Outreach teams recorded a total of 3570 people sleeping on London’s streets from October to December 2022. This constitutes a 29% increase when compared with the same period the year before.
Furthermore, there was a 21% rise in the number of people who were sleeping rough for the first time. This group now represents 48% of the overall total.
These figures are extremely concerning, and show a reversal of previous progress made in tackling rough sleeping. They also demonstrate just how precarious and insecure housing has become for many people in the capital.
The cost-of-living crisis has created huge financial pressures, and alongside that there have been sharp increases in average rents and a reduction in available housing stock.
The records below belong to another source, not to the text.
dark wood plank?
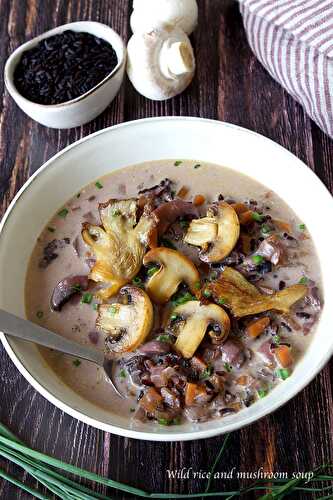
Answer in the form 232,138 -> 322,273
0,0 -> 333,500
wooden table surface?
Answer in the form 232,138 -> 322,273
0,0 -> 333,500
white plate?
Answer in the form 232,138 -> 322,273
0,118 -> 333,441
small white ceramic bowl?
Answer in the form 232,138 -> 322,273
0,118 -> 333,441
5,21 -> 126,128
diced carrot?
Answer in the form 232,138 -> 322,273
240,234 -> 251,255
274,345 -> 294,368
272,219 -> 292,233
238,210 -> 253,226
193,194 -> 206,207
246,316 -> 271,339
139,387 -> 163,413
236,375 -> 248,385
177,186 -> 189,198
231,203 -> 248,215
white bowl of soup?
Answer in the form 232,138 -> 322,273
0,118 -> 333,441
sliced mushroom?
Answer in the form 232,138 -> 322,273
184,202 -> 240,262
167,300 -> 230,358
96,286 -> 153,353
207,267 -> 308,318
82,199 -> 156,300
50,276 -> 89,311
143,247 -> 200,304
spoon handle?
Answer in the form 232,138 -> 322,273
0,309 -> 104,366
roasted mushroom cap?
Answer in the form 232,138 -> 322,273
96,286 -> 153,353
172,300 -> 230,358
82,199 -> 156,299
143,247 -> 200,304
207,267 -> 308,318
184,202 -> 239,262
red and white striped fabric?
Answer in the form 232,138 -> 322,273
239,0 -> 333,137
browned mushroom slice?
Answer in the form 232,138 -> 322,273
143,247 -> 200,304
167,300 -> 230,358
184,202 -> 239,262
96,286 -> 153,353
207,267 -> 308,318
50,276 -> 89,311
82,199 -> 156,300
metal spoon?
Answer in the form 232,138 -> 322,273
0,309 -> 124,398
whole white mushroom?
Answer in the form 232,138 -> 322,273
131,0 -> 198,35
127,28 -> 195,101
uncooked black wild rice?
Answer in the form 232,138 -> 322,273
14,30 -> 118,104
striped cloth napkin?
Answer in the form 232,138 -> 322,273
239,0 -> 333,138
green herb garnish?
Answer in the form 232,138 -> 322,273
276,368 -> 290,380
200,365 -> 214,380
156,335 -> 173,344
258,389 -> 268,398
160,238 -> 177,250
58,208 -> 68,219
251,255 -> 264,266
252,212 -> 264,222
147,266 -> 160,278
81,292 -> 93,304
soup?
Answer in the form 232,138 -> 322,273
26,160 -> 322,425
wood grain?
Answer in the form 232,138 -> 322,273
0,0 -> 333,500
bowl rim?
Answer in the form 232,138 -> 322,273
0,116 -> 333,442
4,21 -> 127,110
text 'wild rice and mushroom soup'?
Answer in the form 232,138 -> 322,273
26,160 -> 322,425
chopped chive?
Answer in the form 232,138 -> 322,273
200,365 -> 214,380
81,292 -> 93,304
156,335 -> 172,344
108,306 -> 118,314
276,368 -> 290,380
251,255 -> 264,266
194,281 -> 201,290
252,212 -> 264,222
72,283 -> 82,292
147,266 -> 160,278
258,389 -> 268,398
161,238 -> 176,250
58,208 -> 68,219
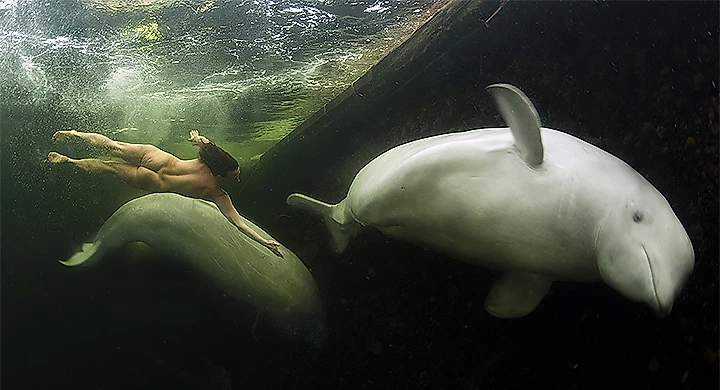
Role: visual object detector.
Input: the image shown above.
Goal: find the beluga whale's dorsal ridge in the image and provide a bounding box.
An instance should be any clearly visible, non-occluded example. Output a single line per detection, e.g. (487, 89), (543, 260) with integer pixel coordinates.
(486, 84), (543, 168)
(287, 84), (695, 318)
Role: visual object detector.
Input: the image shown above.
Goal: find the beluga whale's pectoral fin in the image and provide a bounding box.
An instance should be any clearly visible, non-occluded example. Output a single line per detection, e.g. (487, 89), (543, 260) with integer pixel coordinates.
(486, 84), (543, 168)
(285, 193), (360, 253)
(485, 273), (552, 318)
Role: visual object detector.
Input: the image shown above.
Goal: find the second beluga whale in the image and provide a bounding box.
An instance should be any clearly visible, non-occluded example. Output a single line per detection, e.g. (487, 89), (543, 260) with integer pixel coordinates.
(60, 193), (326, 347)
(287, 84), (694, 318)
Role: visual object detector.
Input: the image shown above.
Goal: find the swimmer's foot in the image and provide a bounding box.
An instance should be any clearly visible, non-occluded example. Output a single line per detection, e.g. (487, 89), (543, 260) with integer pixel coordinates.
(53, 130), (77, 142)
(48, 152), (70, 164)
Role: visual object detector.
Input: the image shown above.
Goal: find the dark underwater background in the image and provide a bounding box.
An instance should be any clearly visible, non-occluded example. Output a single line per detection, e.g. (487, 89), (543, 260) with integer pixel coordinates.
(0, 0), (720, 389)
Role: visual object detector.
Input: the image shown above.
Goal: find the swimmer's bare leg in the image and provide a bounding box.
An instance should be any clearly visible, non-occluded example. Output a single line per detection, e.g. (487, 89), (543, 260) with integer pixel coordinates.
(48, 152), (163, 192)
(53, 130), (177, 172)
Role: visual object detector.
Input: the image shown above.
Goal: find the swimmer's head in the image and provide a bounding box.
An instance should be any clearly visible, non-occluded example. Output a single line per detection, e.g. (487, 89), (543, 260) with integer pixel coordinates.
(198, 142), (240, 181)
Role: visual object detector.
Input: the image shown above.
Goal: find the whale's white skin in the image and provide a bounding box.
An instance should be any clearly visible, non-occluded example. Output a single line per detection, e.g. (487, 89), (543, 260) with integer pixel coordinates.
(61, 193), (325, 345)
(287, 84), (694, 318)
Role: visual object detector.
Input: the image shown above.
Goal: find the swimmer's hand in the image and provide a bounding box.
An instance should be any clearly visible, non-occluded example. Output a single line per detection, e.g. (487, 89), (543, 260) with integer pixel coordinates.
(263, 240), (284, 258)
(188, 130), (210, 145)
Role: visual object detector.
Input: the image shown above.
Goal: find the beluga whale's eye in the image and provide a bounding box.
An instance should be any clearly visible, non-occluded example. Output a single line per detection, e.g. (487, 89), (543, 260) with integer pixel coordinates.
(633, 211), (642, 223)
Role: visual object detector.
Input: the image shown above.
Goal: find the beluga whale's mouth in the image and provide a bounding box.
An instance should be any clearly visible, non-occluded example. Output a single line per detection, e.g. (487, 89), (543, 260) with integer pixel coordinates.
(642, 245), (672, 317)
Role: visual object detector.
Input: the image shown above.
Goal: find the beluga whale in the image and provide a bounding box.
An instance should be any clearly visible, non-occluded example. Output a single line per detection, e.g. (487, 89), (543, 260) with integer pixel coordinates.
(60, 193), (326, 347)
(287, 84), (695, 318)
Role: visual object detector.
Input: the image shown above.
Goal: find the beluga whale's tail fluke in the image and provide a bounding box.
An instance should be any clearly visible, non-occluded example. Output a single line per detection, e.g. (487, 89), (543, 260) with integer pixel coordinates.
(59, 242), (101, 267)
(286, 194), (359, 253)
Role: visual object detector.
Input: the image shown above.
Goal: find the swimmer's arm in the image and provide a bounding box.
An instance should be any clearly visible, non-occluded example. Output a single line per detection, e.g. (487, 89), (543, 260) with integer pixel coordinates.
(212, 190), (283, 257)
(188, 130), (210, 146)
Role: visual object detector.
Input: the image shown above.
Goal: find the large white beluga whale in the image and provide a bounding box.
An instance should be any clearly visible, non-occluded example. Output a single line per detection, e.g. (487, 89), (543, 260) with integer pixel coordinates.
(60, 193), (326, 347)
(287, 84), (694, 318)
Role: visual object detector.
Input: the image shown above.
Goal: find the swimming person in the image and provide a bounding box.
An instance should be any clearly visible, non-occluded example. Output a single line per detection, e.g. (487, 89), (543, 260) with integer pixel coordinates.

The results are clear to see, with many people being pushed into homelessness for the first time because of these extraordinary circumstances.
Jeremy, CEO of Evolve said:
“It is very troubling to see rough sleeping numbers increase as they have done, especially in light of the progress that was made reducing street homelessness over the course of the Covid-19 pandemic. There are lots of factors which feed into these statistics, but chief among them is the ongoing cost-of-living crisis, which is causing enormous difficulties for many and pushing some into homelessness. In particular, the number of people sleeping rough for the first time shows that many who have never been homeless before are finding themselves in uniquely difficult circumstances.
Sleeping on the streets is a deeply uncomfortable, scary and often traumatic experience. We will continue doing everything we can to support anybody who experiences this.”